Trading global currencies is not for the weak at heart. There are so many variables with each currency and then on top of that, any event can affect the price.
We don’t have a lot of control over what happens around the world and whether currencies will respond by rising or flailing, but we can try to keep abreast of what might be triggering financial events. That is why new traders are always advised to check the news first, before beginning a trading session.
You can have a specific currency pair in mind and open up your laptop to enter a trade, but first go into current news accounts to make sure that currency is still stable, or if there are upcoming events that might affect it.

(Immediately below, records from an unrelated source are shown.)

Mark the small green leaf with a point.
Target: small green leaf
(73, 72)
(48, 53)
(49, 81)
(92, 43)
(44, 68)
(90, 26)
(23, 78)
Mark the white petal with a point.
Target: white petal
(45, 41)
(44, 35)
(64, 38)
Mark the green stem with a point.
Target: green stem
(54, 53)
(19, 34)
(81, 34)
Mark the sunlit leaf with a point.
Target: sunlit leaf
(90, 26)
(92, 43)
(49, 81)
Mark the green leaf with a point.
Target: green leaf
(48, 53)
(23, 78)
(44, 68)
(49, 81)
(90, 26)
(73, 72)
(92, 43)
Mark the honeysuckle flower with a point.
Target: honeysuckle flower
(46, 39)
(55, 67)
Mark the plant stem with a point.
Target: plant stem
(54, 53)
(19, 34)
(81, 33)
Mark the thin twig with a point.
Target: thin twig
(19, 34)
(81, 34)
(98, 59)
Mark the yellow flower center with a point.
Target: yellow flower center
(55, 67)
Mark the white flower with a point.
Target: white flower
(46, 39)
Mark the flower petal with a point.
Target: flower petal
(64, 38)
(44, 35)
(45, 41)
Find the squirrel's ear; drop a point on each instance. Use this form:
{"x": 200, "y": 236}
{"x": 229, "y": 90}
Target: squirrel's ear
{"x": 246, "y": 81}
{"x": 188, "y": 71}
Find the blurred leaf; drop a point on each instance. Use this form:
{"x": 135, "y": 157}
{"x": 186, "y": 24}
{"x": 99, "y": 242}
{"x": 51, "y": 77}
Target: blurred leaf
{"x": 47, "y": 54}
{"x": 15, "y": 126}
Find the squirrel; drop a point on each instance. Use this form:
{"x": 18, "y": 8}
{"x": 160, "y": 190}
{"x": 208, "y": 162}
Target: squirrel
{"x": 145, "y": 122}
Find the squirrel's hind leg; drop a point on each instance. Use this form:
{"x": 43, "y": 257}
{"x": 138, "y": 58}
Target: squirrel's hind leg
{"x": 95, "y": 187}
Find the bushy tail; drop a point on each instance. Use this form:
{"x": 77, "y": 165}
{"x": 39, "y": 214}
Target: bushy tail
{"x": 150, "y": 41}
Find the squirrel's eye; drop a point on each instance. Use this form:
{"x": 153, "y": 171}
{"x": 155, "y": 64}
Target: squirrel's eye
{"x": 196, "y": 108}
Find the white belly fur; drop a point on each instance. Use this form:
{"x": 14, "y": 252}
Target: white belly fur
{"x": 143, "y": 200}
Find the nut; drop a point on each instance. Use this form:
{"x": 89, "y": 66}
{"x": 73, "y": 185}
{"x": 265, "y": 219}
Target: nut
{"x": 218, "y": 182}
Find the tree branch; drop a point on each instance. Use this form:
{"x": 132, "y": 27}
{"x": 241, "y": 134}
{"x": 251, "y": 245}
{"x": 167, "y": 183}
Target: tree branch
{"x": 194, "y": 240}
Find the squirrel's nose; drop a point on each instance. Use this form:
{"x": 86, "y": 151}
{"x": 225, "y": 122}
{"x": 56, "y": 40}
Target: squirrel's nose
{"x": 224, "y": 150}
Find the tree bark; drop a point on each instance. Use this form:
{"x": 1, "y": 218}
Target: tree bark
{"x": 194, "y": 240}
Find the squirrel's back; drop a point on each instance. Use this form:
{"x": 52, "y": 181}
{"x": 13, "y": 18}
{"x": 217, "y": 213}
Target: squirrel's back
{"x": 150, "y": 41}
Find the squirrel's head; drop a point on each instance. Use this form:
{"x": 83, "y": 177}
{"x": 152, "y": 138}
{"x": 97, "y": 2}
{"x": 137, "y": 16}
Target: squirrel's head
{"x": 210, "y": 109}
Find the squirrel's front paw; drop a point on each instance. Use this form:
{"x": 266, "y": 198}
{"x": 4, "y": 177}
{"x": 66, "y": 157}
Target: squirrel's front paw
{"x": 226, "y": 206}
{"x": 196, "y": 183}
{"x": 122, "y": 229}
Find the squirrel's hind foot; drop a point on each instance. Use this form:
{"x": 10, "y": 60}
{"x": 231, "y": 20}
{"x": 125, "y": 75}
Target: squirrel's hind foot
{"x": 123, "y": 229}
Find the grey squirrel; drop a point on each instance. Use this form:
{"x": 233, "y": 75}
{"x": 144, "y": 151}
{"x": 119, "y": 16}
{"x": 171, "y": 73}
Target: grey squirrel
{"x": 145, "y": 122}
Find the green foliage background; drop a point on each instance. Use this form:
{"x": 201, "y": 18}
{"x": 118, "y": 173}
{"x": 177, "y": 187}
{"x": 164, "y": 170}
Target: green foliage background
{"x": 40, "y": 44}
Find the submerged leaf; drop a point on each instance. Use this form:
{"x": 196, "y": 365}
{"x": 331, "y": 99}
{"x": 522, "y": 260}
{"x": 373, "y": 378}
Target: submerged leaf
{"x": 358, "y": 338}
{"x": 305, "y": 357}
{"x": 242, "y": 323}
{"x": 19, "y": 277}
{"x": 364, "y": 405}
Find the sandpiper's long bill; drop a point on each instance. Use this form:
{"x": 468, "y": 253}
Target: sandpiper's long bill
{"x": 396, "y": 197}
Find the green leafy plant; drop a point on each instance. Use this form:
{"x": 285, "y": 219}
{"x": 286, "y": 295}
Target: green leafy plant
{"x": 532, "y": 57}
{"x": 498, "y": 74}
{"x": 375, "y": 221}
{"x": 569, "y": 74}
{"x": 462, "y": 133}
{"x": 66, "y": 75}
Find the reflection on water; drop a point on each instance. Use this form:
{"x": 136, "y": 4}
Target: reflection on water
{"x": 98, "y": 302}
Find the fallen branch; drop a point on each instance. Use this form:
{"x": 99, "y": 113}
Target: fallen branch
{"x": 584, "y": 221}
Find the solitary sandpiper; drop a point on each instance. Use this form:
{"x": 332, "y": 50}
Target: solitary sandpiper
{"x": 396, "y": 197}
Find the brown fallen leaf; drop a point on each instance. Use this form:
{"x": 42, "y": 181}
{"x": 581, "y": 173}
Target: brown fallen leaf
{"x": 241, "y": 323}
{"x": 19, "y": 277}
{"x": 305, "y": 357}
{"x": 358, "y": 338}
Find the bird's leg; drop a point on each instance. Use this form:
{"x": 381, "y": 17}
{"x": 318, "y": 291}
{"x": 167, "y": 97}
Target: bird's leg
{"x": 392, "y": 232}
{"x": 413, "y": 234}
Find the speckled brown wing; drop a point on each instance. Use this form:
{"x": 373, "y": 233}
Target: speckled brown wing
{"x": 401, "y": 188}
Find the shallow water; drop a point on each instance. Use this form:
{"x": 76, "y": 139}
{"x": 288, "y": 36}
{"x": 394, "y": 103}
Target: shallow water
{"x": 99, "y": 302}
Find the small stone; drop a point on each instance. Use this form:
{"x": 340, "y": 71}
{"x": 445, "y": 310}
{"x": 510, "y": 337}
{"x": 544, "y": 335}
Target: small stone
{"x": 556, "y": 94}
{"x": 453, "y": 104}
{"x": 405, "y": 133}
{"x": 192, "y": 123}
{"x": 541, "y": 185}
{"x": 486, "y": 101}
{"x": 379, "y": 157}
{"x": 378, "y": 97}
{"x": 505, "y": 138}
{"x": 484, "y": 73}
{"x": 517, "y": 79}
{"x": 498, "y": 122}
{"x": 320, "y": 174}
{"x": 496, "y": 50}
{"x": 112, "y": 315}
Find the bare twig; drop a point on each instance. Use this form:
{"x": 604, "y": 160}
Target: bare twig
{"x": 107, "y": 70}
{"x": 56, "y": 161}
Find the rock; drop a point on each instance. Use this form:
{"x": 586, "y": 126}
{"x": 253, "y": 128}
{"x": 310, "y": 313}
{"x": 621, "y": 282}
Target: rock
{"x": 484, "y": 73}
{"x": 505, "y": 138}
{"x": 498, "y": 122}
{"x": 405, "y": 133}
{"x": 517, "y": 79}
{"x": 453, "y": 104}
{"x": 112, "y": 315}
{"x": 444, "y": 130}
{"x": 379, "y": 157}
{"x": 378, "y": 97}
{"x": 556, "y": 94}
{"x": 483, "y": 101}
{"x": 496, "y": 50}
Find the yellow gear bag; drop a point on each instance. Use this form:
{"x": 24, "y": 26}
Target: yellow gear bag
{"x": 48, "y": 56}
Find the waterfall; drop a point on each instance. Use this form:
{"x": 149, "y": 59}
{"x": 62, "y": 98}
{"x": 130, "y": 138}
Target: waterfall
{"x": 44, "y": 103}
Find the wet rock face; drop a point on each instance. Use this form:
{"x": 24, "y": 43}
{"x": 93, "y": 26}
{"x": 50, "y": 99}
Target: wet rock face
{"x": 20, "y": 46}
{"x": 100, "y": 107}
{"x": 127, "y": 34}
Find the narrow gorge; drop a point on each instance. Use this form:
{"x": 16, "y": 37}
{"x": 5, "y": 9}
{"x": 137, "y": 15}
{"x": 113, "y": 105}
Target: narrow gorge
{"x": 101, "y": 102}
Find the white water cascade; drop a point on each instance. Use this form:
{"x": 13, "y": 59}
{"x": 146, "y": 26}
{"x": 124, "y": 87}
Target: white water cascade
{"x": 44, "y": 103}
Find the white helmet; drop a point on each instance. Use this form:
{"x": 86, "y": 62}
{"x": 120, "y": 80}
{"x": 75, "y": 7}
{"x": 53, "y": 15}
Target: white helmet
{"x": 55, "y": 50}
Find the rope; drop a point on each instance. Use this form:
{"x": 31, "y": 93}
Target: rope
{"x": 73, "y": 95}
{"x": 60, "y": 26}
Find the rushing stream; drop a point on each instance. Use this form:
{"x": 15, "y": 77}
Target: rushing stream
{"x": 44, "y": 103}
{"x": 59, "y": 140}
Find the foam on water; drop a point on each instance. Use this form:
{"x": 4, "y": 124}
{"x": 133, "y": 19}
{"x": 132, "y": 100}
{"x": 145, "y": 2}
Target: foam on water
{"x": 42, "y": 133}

1] Tracking Financial Reports
Find the statistics that are relevant to the currency you plan to trade. Every country will publish statistics regarding its gross domestic product, its labor market, inflation and retail sales. These are all vital to understanding that country’s currency.
These are the factors that determine how that country’s economy is holding up and what factors might influence it. Keep in mind that with any sort of news release, the forex market can suddenly take off in a direction that was not anticipated. While volatile, you can be set to use this information to place trades that will yield high profits.
2] How to Trade Forex on the News
First you need to know when statistics will be released concerning the currency you are planning to trade. Wait for those releases to appear before taking a step. After the information has been released, you can observe how it will affect the market.
Will the economic forecast stay steady or is this new information going to throw it into a tailwind. There are traders who decidedly do not wait for the news reports but try to get ahead by guessing what it will be and where the market will head. Of course, if their predictions are correct they can stand to make good profits.
Another way of trading with the news is by looking at prior prices. In this strategy you can trade breakouts from their earlier levels. This can be done on a daily basis or very short term.
3] Risks to Consider When Trading the News
One of the risks to take into account is slippage. Slippage happens when you place a trade with the market going in a certain direction, but then some vital news is released that changes the price. In this scenario, you can actually get your order placed at a different price than you were hoping for.
If there is extreme market volatility, the prices can fluctuate so wildly that you are stopped from your position. This can happen even if you guess the market direction correctly.
Also, keep in mind that bid – offer spreads can widen just before a major news release. This can make it more expensive for you to enter and exit the market.